In long-gone summers of youth, squandered in the streets of a provincial city, the local café was a ready stop, its proprietor a tall man of stoic stance, and a face of someone I should like to know.

Life lived, decades spent. 

As newcomers to No. 24 we acquainted ourselves to local foot traffic, one of whom delighted me: an older version of the proprietor, lumbering along. I say lumbering because he's a tall chap who strode with a forward tilt that his ample legs did well to keep in check.

For nearly fifteen years he loped by our door, along the patchwork footpath on whatever mission drove him townwards. And then he was gone. Like so many others of whom we'd grown fond, he sadly wrote himself into that ledger of unknowable fates and joined a legion of the forgotten.

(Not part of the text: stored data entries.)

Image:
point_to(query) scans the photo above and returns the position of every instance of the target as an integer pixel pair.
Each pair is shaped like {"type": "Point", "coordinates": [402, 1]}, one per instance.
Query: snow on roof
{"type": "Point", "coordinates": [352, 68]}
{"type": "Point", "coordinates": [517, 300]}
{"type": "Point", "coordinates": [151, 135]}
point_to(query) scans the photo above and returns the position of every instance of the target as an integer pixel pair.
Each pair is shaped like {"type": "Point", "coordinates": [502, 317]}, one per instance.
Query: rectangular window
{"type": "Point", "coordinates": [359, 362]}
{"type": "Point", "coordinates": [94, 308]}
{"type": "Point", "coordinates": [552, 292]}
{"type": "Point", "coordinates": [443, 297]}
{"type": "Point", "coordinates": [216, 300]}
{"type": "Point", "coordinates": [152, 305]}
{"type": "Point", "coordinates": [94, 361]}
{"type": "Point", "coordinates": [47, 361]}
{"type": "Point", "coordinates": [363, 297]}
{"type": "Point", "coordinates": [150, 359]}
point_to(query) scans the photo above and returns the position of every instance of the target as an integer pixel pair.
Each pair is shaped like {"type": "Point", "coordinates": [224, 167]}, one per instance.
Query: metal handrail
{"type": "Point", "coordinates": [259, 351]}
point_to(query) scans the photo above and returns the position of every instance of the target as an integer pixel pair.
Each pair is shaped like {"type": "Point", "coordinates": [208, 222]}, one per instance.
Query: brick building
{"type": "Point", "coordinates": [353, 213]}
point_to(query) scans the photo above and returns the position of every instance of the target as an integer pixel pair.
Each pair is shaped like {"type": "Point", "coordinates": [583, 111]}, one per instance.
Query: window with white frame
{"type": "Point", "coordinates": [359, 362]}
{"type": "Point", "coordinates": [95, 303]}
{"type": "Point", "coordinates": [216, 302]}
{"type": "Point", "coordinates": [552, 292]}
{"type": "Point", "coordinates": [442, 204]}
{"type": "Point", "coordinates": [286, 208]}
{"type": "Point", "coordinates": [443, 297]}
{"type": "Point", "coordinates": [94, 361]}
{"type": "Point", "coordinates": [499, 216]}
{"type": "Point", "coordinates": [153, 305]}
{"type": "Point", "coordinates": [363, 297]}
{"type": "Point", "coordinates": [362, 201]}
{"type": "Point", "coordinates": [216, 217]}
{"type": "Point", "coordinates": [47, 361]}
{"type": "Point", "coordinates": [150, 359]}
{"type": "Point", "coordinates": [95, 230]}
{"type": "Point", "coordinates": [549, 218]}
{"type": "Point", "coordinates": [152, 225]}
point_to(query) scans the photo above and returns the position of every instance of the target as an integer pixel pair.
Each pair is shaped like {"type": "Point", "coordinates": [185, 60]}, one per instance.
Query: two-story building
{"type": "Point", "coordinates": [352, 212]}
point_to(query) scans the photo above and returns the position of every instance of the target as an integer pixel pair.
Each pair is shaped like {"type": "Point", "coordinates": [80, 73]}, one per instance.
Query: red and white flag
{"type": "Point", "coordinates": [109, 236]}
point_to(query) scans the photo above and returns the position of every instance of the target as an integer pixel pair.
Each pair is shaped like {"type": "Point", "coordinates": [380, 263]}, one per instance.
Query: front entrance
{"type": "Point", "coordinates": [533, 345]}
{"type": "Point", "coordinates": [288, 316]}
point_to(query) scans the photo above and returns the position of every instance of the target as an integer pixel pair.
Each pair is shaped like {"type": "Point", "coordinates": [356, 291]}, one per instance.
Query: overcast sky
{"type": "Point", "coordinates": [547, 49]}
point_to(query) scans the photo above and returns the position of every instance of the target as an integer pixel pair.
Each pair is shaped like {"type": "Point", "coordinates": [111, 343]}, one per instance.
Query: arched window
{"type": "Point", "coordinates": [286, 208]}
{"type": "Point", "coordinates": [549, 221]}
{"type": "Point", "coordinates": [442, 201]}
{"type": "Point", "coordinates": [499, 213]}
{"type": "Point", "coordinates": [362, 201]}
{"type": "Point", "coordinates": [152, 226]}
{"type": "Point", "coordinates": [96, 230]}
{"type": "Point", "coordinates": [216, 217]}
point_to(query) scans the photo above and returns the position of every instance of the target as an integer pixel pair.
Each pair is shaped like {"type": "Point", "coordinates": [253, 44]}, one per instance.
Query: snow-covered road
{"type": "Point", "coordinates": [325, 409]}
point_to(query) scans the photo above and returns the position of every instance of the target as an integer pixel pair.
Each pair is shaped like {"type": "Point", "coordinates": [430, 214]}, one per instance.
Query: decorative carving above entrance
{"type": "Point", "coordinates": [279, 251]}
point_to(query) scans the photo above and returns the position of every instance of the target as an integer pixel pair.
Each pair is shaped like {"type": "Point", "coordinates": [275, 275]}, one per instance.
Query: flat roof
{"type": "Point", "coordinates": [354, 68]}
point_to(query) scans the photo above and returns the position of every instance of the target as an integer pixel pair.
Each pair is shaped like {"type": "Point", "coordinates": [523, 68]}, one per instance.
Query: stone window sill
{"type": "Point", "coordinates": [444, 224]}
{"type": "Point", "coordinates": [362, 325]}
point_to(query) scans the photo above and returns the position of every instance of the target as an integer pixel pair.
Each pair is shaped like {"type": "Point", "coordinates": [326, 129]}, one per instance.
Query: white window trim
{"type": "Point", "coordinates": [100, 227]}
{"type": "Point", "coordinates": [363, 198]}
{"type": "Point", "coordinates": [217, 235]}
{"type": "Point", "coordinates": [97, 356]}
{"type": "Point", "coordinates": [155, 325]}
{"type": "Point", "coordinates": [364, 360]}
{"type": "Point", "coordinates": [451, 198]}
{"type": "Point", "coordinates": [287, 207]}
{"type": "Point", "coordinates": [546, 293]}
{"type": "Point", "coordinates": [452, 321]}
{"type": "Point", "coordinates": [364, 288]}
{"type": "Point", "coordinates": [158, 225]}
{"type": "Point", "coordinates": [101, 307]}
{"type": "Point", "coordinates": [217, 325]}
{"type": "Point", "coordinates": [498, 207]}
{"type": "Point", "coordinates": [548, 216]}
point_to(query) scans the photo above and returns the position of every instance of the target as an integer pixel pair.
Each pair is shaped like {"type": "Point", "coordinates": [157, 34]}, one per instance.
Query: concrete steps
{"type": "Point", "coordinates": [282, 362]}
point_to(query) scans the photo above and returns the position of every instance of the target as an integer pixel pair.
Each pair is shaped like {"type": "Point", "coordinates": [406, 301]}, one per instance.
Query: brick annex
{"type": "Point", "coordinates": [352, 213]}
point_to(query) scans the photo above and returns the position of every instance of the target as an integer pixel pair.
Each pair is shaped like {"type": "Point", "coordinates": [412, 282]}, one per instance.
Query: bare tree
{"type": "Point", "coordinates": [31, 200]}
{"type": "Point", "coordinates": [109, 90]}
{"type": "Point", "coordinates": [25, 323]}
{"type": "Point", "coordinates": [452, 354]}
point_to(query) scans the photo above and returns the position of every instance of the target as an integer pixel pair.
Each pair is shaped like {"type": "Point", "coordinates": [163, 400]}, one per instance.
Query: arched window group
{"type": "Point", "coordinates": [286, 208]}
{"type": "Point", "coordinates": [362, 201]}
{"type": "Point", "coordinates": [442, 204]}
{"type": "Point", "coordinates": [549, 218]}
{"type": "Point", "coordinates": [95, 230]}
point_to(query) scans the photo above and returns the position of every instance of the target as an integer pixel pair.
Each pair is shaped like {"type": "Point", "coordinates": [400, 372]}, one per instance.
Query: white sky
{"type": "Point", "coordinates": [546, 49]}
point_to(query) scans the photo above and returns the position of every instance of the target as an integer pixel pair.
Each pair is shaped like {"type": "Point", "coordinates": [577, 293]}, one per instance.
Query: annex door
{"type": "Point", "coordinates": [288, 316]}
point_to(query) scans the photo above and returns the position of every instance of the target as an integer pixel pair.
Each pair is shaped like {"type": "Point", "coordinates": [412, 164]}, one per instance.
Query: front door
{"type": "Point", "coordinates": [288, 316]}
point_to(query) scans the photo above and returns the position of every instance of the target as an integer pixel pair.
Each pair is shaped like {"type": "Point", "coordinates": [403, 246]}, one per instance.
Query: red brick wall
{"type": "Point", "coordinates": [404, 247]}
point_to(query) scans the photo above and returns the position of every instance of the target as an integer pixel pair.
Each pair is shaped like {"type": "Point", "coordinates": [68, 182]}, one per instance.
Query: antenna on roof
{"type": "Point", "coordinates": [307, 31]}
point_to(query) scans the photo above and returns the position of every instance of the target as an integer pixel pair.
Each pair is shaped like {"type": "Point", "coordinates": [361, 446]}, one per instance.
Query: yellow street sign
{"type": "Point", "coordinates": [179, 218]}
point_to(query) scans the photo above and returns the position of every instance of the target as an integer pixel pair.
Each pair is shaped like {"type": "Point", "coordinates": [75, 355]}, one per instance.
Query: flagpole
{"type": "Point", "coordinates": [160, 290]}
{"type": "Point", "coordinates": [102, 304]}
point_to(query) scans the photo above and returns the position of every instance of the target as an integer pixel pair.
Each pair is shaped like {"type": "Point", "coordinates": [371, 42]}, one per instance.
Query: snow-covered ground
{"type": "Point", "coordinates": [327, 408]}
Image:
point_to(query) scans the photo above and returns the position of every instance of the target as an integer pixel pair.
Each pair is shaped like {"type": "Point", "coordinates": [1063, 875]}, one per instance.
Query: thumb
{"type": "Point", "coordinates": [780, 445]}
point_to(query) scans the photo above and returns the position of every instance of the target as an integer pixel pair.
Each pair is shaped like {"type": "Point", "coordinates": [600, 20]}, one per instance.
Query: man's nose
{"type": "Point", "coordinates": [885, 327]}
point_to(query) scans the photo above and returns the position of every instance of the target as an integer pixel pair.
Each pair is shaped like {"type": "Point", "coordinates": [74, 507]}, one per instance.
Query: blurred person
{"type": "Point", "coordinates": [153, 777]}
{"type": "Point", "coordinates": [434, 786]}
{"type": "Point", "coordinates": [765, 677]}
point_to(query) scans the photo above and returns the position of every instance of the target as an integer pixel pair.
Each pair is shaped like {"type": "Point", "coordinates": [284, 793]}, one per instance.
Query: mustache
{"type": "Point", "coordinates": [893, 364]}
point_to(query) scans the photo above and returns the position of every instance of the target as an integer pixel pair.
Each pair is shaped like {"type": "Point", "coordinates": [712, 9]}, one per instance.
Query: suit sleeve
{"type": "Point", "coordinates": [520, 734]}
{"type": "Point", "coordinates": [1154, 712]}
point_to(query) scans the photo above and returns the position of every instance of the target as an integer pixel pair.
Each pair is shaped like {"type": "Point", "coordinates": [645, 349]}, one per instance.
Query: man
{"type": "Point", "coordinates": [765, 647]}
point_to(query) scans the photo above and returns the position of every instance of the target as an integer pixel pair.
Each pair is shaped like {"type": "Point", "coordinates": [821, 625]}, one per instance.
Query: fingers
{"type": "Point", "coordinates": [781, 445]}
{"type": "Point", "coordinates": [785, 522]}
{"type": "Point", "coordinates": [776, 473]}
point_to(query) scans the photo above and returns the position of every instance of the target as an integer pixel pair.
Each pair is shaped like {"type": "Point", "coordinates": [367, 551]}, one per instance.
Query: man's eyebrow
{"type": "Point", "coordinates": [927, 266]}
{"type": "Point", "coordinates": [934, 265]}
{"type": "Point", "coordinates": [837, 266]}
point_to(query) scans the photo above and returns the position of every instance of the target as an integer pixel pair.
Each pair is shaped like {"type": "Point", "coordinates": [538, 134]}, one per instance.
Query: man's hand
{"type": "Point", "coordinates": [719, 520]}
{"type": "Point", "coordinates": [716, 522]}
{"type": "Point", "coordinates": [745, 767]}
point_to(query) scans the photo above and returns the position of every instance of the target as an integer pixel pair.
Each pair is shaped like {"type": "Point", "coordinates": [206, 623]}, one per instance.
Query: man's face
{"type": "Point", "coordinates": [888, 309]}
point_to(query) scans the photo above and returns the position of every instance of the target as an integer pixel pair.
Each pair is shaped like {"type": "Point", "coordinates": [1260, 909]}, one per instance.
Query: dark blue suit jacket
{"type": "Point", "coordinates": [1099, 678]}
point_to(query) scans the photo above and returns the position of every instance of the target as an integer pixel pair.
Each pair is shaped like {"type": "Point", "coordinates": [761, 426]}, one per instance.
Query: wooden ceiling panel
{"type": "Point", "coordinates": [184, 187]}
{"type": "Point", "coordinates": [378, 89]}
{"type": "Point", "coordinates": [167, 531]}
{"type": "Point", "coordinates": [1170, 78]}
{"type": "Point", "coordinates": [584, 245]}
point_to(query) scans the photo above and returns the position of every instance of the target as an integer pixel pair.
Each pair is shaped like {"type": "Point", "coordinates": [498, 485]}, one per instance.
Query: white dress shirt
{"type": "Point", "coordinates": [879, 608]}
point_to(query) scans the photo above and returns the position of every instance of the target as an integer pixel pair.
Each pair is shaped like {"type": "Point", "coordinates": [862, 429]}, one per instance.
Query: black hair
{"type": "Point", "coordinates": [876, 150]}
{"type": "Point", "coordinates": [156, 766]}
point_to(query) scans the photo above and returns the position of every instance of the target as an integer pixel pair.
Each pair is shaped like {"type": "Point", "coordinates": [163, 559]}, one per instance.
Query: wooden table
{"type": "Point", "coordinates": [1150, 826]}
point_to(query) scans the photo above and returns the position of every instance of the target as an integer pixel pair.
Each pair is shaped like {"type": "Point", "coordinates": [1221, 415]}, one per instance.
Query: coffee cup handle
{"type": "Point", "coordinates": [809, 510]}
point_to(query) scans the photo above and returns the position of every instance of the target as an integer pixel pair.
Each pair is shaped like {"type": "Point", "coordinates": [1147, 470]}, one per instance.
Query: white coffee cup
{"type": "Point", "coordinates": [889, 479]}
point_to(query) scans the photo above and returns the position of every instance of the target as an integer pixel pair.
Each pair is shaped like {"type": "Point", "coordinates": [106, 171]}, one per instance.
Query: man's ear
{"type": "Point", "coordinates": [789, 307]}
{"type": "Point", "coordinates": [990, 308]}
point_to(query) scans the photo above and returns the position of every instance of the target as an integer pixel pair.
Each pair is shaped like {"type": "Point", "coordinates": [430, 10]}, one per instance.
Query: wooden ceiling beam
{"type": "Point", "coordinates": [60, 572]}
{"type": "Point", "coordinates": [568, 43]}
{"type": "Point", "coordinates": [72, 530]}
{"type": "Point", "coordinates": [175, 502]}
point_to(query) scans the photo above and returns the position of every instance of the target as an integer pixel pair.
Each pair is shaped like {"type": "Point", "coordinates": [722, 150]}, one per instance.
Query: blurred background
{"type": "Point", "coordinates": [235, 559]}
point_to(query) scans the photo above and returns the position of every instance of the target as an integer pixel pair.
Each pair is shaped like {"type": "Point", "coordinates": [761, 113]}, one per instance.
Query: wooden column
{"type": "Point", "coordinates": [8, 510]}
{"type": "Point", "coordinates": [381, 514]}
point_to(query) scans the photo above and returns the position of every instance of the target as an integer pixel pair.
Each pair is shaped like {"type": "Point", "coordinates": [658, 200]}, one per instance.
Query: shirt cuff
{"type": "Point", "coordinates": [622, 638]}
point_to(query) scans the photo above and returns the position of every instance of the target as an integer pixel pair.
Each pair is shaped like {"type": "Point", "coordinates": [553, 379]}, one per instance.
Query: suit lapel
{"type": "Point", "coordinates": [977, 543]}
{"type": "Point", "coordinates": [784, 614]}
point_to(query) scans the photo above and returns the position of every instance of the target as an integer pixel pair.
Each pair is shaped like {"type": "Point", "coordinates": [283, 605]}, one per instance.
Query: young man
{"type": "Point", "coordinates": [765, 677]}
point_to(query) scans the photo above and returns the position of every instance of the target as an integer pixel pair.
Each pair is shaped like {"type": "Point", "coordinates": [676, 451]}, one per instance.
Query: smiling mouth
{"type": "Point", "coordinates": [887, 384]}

Nine years hence, as The Consort and I drifted past shops, a nearby deportment triggered vague memories. There he was. Incredibly old and, incredibly, still alive. In that crumpled face barely a vestige of someone once readily discerned.

"Was that...?" 

"Yes," she said, eyes lit with the same gladness, that a faded memory should appear alive before us. She too had instantly resonated with little more than an apparition, a total stranger, one of too many crowding the street in a mesmerising flow. 

And it pleased me to know he was still among us.

Another piece of the universe, of my world, our world, wending its way wherever, defying time's cruel errand. A splinter of the universe doing Lord knows what as it's part of the puzzle of life. A fragment whose removal and loss might - you never know - bring the whole place crashing down upon us.